By: Bianca Perreault, Contributor

Countless people think that being a Black student has always been the same as being a “regular” student. Obviously, many students can relate to being a minority visibly: not looking like everyone else, having different types of hair, skin tones and culture. Especially when coming from a small village or town, that receptivity can be even more dominant. But how is it at McMaster? What does it feel like to be a Black student in 2021 at McMaster University? 

Perhaps before 2021, the experience was different or even the same in its own way, but I believe that McMaster has improved its role in the Black community since last year. The Black Lives Matter movement in 2020 truly impacted the whole world. It was a beautiful and poignant reunion of a community fighting for its rights and Mac did not let these circumstances leave in a mist. As a matter of fact, McMaster put in place many different initiatives in support of our Black student community. As a Haitian student myself, I was more than pleased to discover all the opportunities and programs awaiting me and I can confidently say that I feel welcomed in my own skin.

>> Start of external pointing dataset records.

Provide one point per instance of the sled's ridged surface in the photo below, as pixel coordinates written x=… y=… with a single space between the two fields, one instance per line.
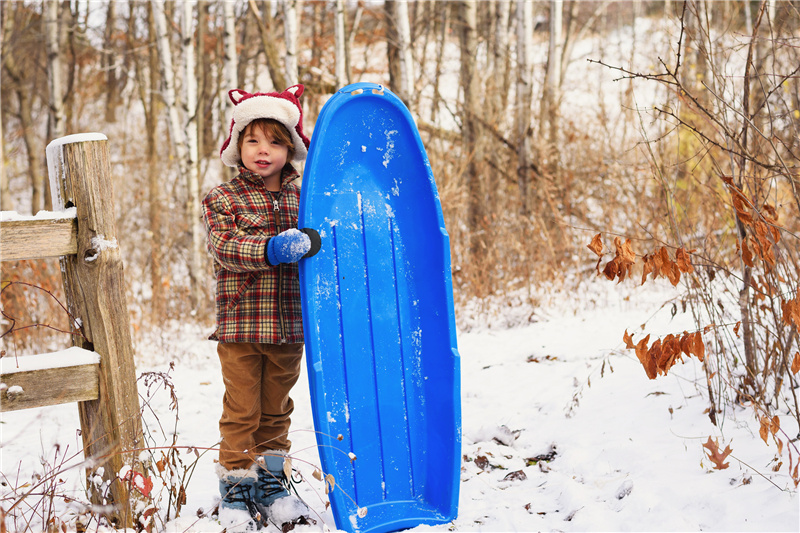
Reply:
x=378 y=317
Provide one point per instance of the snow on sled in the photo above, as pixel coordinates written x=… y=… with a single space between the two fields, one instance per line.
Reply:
x=384 y=369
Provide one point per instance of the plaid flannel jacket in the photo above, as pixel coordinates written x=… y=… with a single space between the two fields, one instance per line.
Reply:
x=255 y=302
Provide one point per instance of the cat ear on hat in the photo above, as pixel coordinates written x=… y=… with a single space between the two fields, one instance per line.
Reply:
x=237 y=95
x=296 y=90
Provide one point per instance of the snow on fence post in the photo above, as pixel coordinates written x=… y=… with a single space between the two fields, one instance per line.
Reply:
x=95 y=292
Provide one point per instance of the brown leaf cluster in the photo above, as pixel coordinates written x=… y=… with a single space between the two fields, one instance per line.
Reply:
x=659 y=263
x=715 y=455
x=790 y=311
x=769 y=426
x=624 y=258
x=662 y=355
x=763 y=230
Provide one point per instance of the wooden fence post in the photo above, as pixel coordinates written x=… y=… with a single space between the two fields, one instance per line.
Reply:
x=95 y=292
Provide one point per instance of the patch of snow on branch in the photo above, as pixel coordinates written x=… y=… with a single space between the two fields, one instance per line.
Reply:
x=13 y=216
x=73 y=356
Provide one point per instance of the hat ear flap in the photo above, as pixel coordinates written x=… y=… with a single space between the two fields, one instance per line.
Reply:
x=296 y=90
x=237 y=95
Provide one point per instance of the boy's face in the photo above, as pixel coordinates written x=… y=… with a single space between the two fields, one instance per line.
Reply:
x=262 y=154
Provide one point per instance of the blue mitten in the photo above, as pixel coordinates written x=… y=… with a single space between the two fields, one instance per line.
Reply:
x=287 y=247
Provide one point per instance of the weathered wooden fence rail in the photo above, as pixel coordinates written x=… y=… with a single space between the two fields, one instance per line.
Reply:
x=85 y=239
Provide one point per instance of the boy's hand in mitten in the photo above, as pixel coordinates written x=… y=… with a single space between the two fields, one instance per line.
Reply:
x=287 y=247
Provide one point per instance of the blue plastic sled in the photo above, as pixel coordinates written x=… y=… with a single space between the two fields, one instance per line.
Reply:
x=384 y=369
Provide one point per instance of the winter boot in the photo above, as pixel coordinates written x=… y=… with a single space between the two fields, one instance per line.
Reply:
x=283 y=509
x=237 y=508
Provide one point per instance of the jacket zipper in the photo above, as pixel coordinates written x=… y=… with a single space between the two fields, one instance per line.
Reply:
x=276 y=208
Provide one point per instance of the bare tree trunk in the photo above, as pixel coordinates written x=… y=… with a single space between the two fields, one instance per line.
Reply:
x=292 y=9
x=55 y=69
x=552 y=85
x=468 y=15
x=523 y=101
x=231 y=60
x=187 y=165
x=149 y=93
x=405 y=49
x=341 y=46
x=196 y=228
x=109 y=63
x=392 y=48
x=440 y=49
x=33 y=151
x=5 y=193
x=502 y=55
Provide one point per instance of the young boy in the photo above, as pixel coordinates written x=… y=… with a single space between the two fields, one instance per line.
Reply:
x=254 y=241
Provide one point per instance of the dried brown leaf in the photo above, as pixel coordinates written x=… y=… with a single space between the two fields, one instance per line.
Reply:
x=715 y=455
x=596 y=245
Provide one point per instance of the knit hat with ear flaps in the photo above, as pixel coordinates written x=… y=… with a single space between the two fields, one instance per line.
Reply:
x=283 y=107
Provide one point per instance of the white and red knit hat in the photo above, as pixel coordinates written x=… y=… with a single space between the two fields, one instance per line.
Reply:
x=283 y=107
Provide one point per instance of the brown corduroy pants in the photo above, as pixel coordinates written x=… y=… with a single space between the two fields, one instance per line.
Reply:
x=256 y=406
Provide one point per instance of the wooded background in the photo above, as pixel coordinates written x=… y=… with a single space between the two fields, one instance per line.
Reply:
x=670 y=123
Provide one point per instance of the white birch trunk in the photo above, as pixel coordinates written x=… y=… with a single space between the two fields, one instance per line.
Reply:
x=501 y=52
x=192 y=155
x=406 y=55
x=231 y=75
x=176 y=132
x=290 y=9
x=55 y=69
x=553 y=78
x=341 y=48
x=523 y=98
x=5 y=198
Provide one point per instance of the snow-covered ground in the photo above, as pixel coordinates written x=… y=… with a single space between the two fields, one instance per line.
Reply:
x=625 y=453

First and foremost, McMaster’s Student Success Centre was a forum established to direct students towards the resources they may need. Perhaps the most marvelous thing about the organization is that they have specifically created a division for students of Black/African descent: the Black Student Success Centre. It is entirely dedicated to supporting and championing the success and well-being of Black students. Through fostering a positive student and athlete experience, they intend to value us at any level, whether that be academic, professional or personal. As a Black student myself, feeling like you have access to resources as much as any student is of the utmost priority. I believe that this division is a safe space for us to connect with people who feel comfortable nurturing our academic and personal growth at university. BSSC is guided by Unbuntu, an ancient African philosophy which means, “I am because you are.” Connection, community and collective success are emphasized by this word.

BSSC is not the only support we have at McMaster. In fact, the department of communication studies & multimedia and the department of history have created bursaries for up to $2,500 per year for many Black students based on their financial needs. It’s amazing to not only see the impact of these two initiatives on the Black community at McMaster, but also to recognize the true impact of the two programs supporting such bursaries. Through communication arises our ability to share milestones and recognition of one another. Through history, arguably the most critical part of our African-descendant story is shared and valued towards achieving shared, common knowledge. Even the fact that the bursary was put in place is in itself a form of thoughtful acknowledgement. 

Besides BSSC and Black Student Excellence scholarships, McMaster has established postdoctoral fellowships for Black graduates, a coaching program for Black scholars called Thrive, and launched employee resources for staff who identify as Black, Indigenous or a person of colour. While there are some that I haven’t even mentioned yet, Mac is committed to amplifying voices that can share our concerns and elevate their attention to an institutional level. Being a Black student at McMaster, I can fully expect to be supported and heard.